[LinuxBIOS] [linux-usb-devel] [RFC][PATCH 0/2] x86_64 Early usb debug port support.

Eric W. Biederman ebiederm at xmission.com
Wed Dec 6 22:12:44 CET 2006


Andi Kleen <ak at suse.de> writes:

> On Wednesday 06 December 2006 21:43, Lu, Yinghai wrote:
>> -----Original Message-----
>> From: Andi Kleen [mailto:ak at suse.de] 
>> Sent: Wednesday, December 06, 2006 9:31 AM
>> 
>> >Also for usb console keep should be made default because the output
>> won't
>> >be duplicated.
>> 
>> Still need to tx_read to make console can take command?
>> 
>> Or transfer to generic usb_serial 
>
> I think the protocols are incompatible? 
>
>> or usb_debug that Greg just added 
>
> Ah I didn't notice that. If there is a usb_debug that works later
> then yes it would need to be disabled.
>
> However I see a certain advantage to keep using the early 
> usb console because it doesn't need any interrupts.
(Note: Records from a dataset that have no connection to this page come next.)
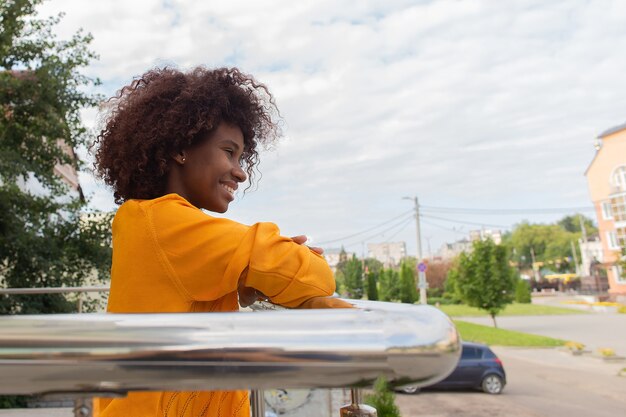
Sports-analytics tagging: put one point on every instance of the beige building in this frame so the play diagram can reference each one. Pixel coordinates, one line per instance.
(484, 234)
(606, 176)
(333, 257)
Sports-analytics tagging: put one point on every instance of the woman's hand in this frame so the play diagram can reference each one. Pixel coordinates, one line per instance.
(301, 240)
(249, 295)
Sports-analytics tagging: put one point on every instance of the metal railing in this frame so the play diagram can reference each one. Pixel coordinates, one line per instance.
(112, 354)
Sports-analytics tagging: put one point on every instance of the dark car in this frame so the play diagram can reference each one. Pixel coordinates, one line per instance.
(478, 367)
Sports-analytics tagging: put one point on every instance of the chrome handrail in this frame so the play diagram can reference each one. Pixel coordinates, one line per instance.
(117, 353)
(51, 290)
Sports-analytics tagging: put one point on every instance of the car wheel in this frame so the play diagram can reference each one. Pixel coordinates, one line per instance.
(410, 389)
(492, 384)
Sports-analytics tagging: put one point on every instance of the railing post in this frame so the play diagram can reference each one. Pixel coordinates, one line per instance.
(83, 407)
(257, 403)
(356, 409)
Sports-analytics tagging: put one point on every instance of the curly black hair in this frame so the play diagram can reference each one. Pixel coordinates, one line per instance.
(164, 111)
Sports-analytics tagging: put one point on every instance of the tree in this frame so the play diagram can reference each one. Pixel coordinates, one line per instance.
(46, 240)
(408, 292)
(551, 244)
(484, 278)
(522, 292)
(572, 224)
(383, 399)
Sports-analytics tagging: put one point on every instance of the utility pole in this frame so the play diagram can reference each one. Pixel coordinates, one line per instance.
(583, 252)
(535, 269)
(421, 282)
(575, 258)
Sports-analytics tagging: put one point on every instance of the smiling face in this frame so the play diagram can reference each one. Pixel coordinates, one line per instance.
(207, 174)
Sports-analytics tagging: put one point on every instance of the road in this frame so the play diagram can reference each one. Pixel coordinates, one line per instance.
(595, 330)
(541, 383)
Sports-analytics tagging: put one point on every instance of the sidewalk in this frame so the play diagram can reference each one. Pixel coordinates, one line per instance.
(561, 359)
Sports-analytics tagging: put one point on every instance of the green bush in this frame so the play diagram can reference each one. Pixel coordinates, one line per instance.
(434, 292)
(442, 301)
(522, 292)
(383, 400)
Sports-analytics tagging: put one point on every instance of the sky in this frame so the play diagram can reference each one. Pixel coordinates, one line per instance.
(487, 111)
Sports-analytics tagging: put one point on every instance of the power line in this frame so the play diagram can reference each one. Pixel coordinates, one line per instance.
(393, 226)
(364, 231)
(552, 210)
(464, 222)
(444, 227)
(402, 227)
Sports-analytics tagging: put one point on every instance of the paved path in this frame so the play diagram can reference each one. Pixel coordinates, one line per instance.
(541, 383)
(598, 330)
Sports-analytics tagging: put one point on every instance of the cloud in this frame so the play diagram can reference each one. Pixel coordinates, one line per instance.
(479, 104)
So when the 
> kernel is very confused after an oops it might have a higher
> chance to still get the oops out.
>
> I haven't looked how the other usb_debug works -- if it's polled
> too then it wouldn't have much advantage.
>
> Ok one advantage of a non early usb_debug is that it will properly use pci 
> config space locking. The early implementation just ignores the port cf8 
> lock which might lead to corruption later. That's ok after
> an oops, but during normal output it can actually lead to
> data corruption if it interferes with somebody else's config write.
> Also on some systems cf8 is broken and doesn't work.
>
> Disadvantage of using the locks of course is that it can deadlock
> if an oops happen inside the critical region. So they might need
> to be added to bust_spinlocks()
>
> And it would be good if the late usb_debug still wouldn't rely
> on interrupts.
>
> But I agree it's probably better to transition to another usb_debug
> console and not do keep by default.

The only use of the early pci code is for finding the hardware.  Everything
else is through mmio.

The practical issue is that during the normal initialization of the ehci 
the reset of the hardware state is going to remove the delegation to the
ehci debug registers.

Greg's current thing uses the hardware but through the normal interrupt
driven usb methods.  I think it is worth using the ehci debug registers
if possible as that (except for reset) gives us independent control of
what is going on.

For understanding what needs to happen except for the initialization just
look at my dbgp_bulk_write routine.  That and the functions it call is
the only code in there that is executed.  It is just a hair more complicated
than other early debug port code because it has to deal with retransmits.
But I think it is still under 100 lines of code.